Later, Fitzhugh and McNulty have a meeting during which "Fitz" characterizes Daniels as being "dirty", revealing that the FBI had previously investigated Daniels for "integrity concerns". When the FBI found Daniels had hundreds of thousands of dollars in unexplained liquid assets, they turned their findings over to Burrell, who failed to move the investigation forward. McNulty suggests that perhaps Daniels spends a lot of time in Atlantic City, implying the money resulted from gambling winnings, but while skeptical of this idea, neither of the men can be certain of the money's origins as of yet.
Omar Little and his gang spend several days in a white van watching the low-rise crew sell their drugs. D'Angelo Barksdale instructs Bodie Broadus, Poot Carr, and Wallace in showing respect to their customers and shares his belief that if there was no violence involved in their trade, then the police would not be interested in them. While waiting for more product to be delivered (waiting for "the stash" to be "re-upped"), D'Angelo spots them playing checkers with a chess set (pictured). He teaches them the game of chess using the analogy of the Barksdale crew - Avon as king, Stringer as the queen, the stash as the rook, soldiers as pawns. When Bodie learns of the possibility of a pawn becoming a queen, he draws a comparison with himself. D'Angelo is skeptical, remarking that pawns die early in the game, but Bodie insists that a smart pawn can be successful.
At Orlando's, Stringer is impressed by the amount of money D'Angelo is making in the courtyard. D'Angelo suggests that things will be better when they get a new package of narcotics. Stringer explains that there is nothing better on the way, but points out that if they sell a low-quality product, addicts will buy more of it, and the Barksdales will actually make more money. On his way out, D'Angelo strikes up a conversation with Shardene. She doesn't remember him but is open to his advances.
That night, back at The Pit, D'Angelo leaves to buy food just before Omar and his crew burst in to the stashhouse to steal the drugs. When one of the low rise dealers, Sterling, refuses to reveal the location of the stash and insists that nothing is there, Omar shoots him in the knee. This prompts a younger dealer to reveal that the stash is hidden in the kitchen. When his partner Brandon uses his name in front of the dealers Omar is exasperated.

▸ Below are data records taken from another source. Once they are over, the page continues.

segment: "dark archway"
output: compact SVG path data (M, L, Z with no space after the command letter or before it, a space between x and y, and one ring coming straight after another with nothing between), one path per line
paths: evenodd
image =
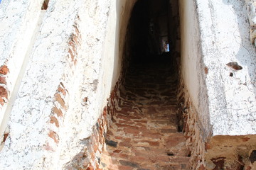
M107 169L189 169L177 124L178 29L177 1L135 4L102 159Z

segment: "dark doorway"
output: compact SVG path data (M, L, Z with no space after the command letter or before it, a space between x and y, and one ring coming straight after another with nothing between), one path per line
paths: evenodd
M177 125L177 4L139 0L134 6L114 100L118 108L102 159L106 169L189 169L186 137Z

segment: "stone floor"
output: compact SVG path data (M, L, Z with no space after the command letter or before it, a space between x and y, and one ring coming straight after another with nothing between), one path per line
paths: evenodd
M189 169L186 138L177 132L176 81L171 67L164 60L129 69L107 135L102 169Z

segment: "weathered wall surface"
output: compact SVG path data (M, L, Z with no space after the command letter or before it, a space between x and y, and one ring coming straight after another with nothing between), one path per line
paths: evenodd
M185 130L194 169L255 166L249 157L255 147L256 54L247 4L180 1L181 81L189 98L185 100ZM198 154L203 157L196 163Z
M18 89L16 84L20 84L33 47L31 42L43 17L41 16L42 3L4 1L0 4L0 141Z
M8 76L9 96L22 65L24 73L1 123L1 132L8 123L9 134L0 152L0 169L68 168L85 149L86 139L95 139L93 127L105 120L100 115L120 74L120 56L135 1L51 0L41 18L42 1L4 1L0 22L5 42L0 52L1 65L9 69L1 67L3 76ZM37 18L42 20L40 26ZM33 33L37 27L38 35L31 40L33 33ZM21 55L26 53L25 60ZM8 103L9 98L1 97ZM4 103L2 117L8 107Z

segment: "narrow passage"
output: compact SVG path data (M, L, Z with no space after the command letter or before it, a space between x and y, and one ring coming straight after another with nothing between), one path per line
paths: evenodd
M176 74L169 58L158 57L130 64L107 134L102 169L189 169L186 138L177 132Z

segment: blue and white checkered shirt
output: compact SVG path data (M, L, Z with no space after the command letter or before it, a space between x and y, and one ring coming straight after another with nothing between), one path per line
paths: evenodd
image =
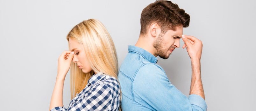
M119 86L116 79L98 73L89 79L85 88L72 100L67 109L58 107L51 111L118 111Z

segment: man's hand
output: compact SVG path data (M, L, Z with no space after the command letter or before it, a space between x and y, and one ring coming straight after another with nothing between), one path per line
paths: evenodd
M203 43L199 39L192 36L182 35L185 43L182 48L187 47L187 51L191 60L192 76L189 94L199 95L203 99L204 92L201 80L201 65L200 60L202 54Z
M191 61L200 60L203 49L202 41L192 36L183 35L181 37L185 43L182 48L184 49L187 47L187 51Z

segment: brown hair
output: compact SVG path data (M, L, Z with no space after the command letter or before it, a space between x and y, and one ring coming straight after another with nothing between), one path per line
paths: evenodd
M166 0L157 0L145 8L140 16L140 35L145 35L150 25L153 22L161 27L164 34L168 29L175 30L175 27L189 24L190 16L179 8L176 4Z

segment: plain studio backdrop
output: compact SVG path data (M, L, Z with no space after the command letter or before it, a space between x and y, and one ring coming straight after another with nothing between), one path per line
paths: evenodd
M138 40L141 11L154 1L0 1L1 110L48 110L58 59L68 50L66 36L83 20L95 18L104 25L120 66L128 45ZM255 2L173 2L190 16L184 34L203 42L202 77L208 110L255 110ZM176 49L169 59L158 59L171 83L188 96L191 72L186 49ZM66 107L71 101L69 77L69 72L63 92Z

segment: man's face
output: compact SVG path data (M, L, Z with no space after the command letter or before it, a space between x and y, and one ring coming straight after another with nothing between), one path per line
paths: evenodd
M169 58L175 48L180 47L180 39L183 33L183 27L175 27L176 31L167 30L164 35L161 33L157 37L153 46L157 55L164 59Z

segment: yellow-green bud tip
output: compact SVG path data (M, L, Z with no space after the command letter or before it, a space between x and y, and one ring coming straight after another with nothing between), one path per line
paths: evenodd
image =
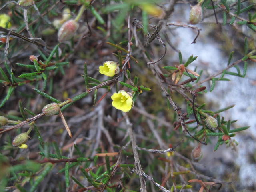
M78 23L72 19L64 23L58 33L59 42L61 42L70 40L76 33L79 26Z
M216 119L212 116L208 116L205 119L205 123L207 127L210 129L214 130L218 126L218 122Z
M202 156L202 153L201 150L201 145L198 145L195 147L191 152L191 158L194 161L198 161Z
M198 4L191 8L189 16L189 22L192 25L197 24L202 20L203 16L202 6Z
M60 108L57 103L50 103L44 106L42 110L42 113L45 115L50 116L56 114Z
M24 144L28 140L29 136L27 133L23 133L16 136L12 140L12 145L14 147L18 147Z

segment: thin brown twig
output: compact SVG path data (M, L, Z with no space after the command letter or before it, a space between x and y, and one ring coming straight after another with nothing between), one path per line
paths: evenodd
M128 127L128 132L129 132L129 135L130 139L132 142L132 152L133 152L134 158L135 167L137 173L139 175L140 178L140 186L142 192L146 192L147 189L146 186L146 182L143 178L143 171L141 168L140 162L140 158L139 155L137 151L136 147L137 145L134 135L132 132L132 124L130 121L129 118L127 115L124 113L123 113L123 115L124 116L126 125Z

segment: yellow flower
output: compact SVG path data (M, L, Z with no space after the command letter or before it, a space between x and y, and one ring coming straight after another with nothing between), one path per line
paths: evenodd
M10 22L10 20L11 18L7 14L4 13L0 14L0 26L4 28L10 28L12 26Z
M26 149L28 148L28 146L26 144L22 144L19 147L21 149Z
M119 68L114 61L107 61L103 63L103 65L99 67L100 73L109 77L113 77L119 72Z
M113 100L113 106L124 112L130 111L133 106L132 94L127 93L124 90L120 90L118 93L114 93L111 96L111 99Z

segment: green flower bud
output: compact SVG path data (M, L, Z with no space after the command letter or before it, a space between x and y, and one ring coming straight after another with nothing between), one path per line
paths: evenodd
M191 158L194 161L198 161L202 156L201 150L201 144L199 144L197 147L195 147L191 152Z
M189 22L192 25L197 24L202 20L203 12L199 4L191 8L189 15Z
M27 133L23 133L16 136L12 140L12 145L14 147L18 147L26 143L29 136Z
M208 116L205 119L205 123L207 127L210 129L214 130L218 126L217 120L212 116Z
M42 110L44 114L46 116L56 115L60 109L57 103L53 103L48 104L44 106Z
M0 126L4 126L8 123L8 119L4 116L0 116Z
M77 22L72 19L64 23L58 33L59 42L64 42L71 39L76 33L79 26Z
M34 0L19 0L17 4L23 8L28 8L34 5L35 2Z

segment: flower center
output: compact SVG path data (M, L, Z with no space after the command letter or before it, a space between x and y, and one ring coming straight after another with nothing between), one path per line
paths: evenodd
M123 103L127 100L127 98L124 96L122 96L121 97L121 102Z

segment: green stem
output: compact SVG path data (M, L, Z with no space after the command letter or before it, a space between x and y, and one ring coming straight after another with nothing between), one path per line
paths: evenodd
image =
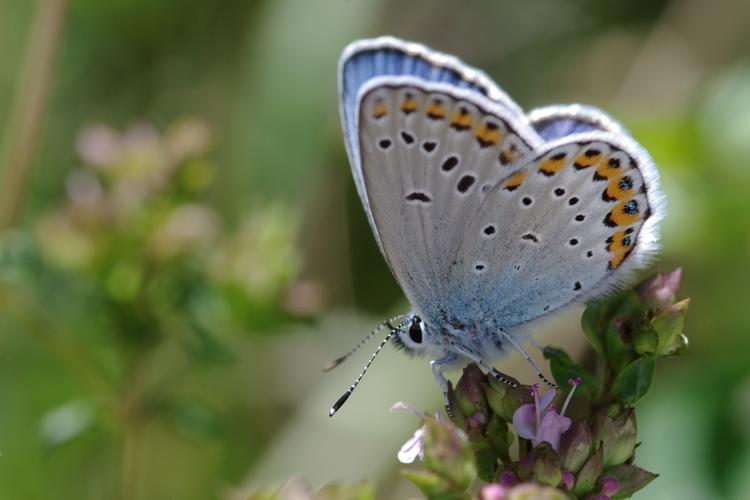
M34 16L18 96L5 135L0 230L13 227L18 218L37 149L66 7L67 0L42 0Z

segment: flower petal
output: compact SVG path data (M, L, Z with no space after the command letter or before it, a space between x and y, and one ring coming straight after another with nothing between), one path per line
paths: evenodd
M521 405L513 413L513 427L516 434L525 439L536 437L536 408L533 404Z
M560 436L570 428L571 420L558 415L554 408L542 418L542 425L537 432L538 442L547 441L555 451L560 449Z
M402 464L410 464L417 457L422 458L424 447L422 445L422 436L424 427L420 427L414 432L414 435L398 450L398 461Z
M544 415L549 410L549 405L552 403L552 401L554 401L556 394L557 391L555 389L550 389L539 396L539 406L541 406L542 417L544 417Z

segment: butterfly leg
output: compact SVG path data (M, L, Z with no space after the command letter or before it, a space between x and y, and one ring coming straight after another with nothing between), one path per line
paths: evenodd
M539 376L540 379L542 379L544 381L545 384L547 384L549 387L552 387L553 389L557 388L557 385L555 385L552 382L550 382L549 380L547 380L547 377L545 377L544 374L542 373L542 371L539 369L539 367L536 366L536 363L534 363L534 360L531 359L531 356L529 356L529 354L524 350L523 347L521 347L521 345L518 342L516 342L515 340L513 340L513 337L511 337L510 335L508 335L507 333L505 333L505 331L503 331L503 330L500 330L500 335L502 335L505 338L505 340L507 340L508 342L510 342L511 345L513 347L515 347L516 351L518 351L519 353L521 353L521 356L523 356L524 359L526 361L528 361L528 363L531 365L531 368L534 369L534 371L536 372L536 374Z
M458 355L455 353L448 354L440 359L434 359L430 361L430 368L432 368L432 376L437 380L440 390L443 391L443 401L445 403L445 412L449 417L453 417L453 410L451 409L451 403L448 400L448 381L445 379L443 372L448 369L449 366L454 364L458 360Z
M510 386L514 389L518 387L518 382L516 380L506 377L505 375L497 371L495 368L485 363L484 360L480 356L477 356L466 347L458 345L455 342L451 342L451 347L453 348L454 351L456 351L460 355L466 358L469 358L470 360L472 360L473 362L475 362L476 364L484 368L484 370L490 375L492 375L493 377L495 377L498 382L505 384L507 386Z

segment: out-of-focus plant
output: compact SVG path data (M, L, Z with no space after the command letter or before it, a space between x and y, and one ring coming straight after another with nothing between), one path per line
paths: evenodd
M269 331L315 306L289 299L301 266L292 211L256 205L233 228L206 201L213 143L195 118L165 132L90 126L78 136L81 166L67 177L64 202L32 231L0 240L0 314L95 388L50 411L40 435L54 448L115 429L124 498L137 488L144 424L221 433L209 405L169 384L197 362L227 361L227 332ZM84 331L96 349L84 346ZM184 347L184 360L155 355L167 344Z
M325 485L313 491L310 485L301 479L292 479L280 487L260 488L243 495L243 500L373 500L375 494L369 483L358 483L350 486L338 484Z
M586 308L592 370L544 349L556 382L570 388L559 406L554 389L512 387L469 365L449 390L452 422L420 415L423 425L399 459L419 457L424 470L404 475L428 498L476 498L475 479L488 483L482 500L607 500L646 486L657 476L634 463L634 405L651 387L656 359L687 348L689 300L675 301L680 280L679 269L659 274Z

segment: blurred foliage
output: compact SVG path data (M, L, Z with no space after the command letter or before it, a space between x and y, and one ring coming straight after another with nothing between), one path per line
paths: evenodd
M0 0L3 159L48 3ZM485 69L526 109L600 106L652 153L668 198L659 266L687 271L692 355L661 363L638 403L639 464L661 475L639 497L747 498L750 4L65 4L21 216L0 237L0 496L202 499L277 479L253 471L315 422L311 346L330 338L300 325L404 306L336 105L341 48L388 33ZM633 349L668 344L652 340ZM413 494L394 477L375 490Z
M559 413L555 389L541 394L538 385L473 364L464 368L448 390L455 425L422 415L399 459L419 456L424 470L404 475L431 499L475 498L469 492L475 479L490 483L480 500L522 498L519 488L536 488L526 493L530 498L630 498L657 477L634 463L634 405L651 387L656 359L687 348L687 300L675 302L681 277L679 269L657 275L638 293L620 292L586 308L582 326L595 372L561 349L545 348L558 386L570 386Z

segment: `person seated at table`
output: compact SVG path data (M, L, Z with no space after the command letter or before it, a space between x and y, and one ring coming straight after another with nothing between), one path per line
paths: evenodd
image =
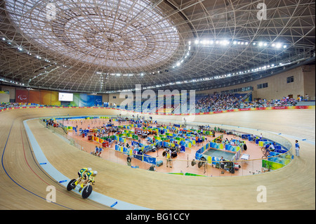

Bubbles is on hand to watch the whole proceedings and reports back to Greggs. The next day, Wee-Bey Brice berates D'Angelo for the theft of his stash while he was not even present. Bodie is able to report Omar's name to Wee-Bey.
Just at this moment, the detail arrives to arrest anybody they photographed previously. The dealers have changed stashhouses, so the detail finds little evidence, though Freamon notices a number written on a wall and writes it down. While searching the crew, Detective Mahone is punched by Bodie. Herc, Carver, and Greggs respond with a beating. Carver reports that a camera crew has offered to show their seizures. Daniels is disgusted when Greggs points out they have nothing to show.
This episode introduces the recurring character Omar Little, a stick-up artist who robs drug dealers for a living. Little is played by Michael K. Williams. The character became a major part of the show, frequently cited by critics and fans as one of the favorites. With the third season, Michael K. Williams joined the starring cast. His character is accompanied by his partners in crime Brandon Wright and John Bailey.
The episode also marks the first appearance of recurring Baltimore police department officers Major Bobby Reed, commander of the internal investigations division (IID), and Major Stanislaus Valchek, Southeastern district commander and Prez's father-in-law. Valchek plays a major role in the second season, and has appeared in all five seasons of the show.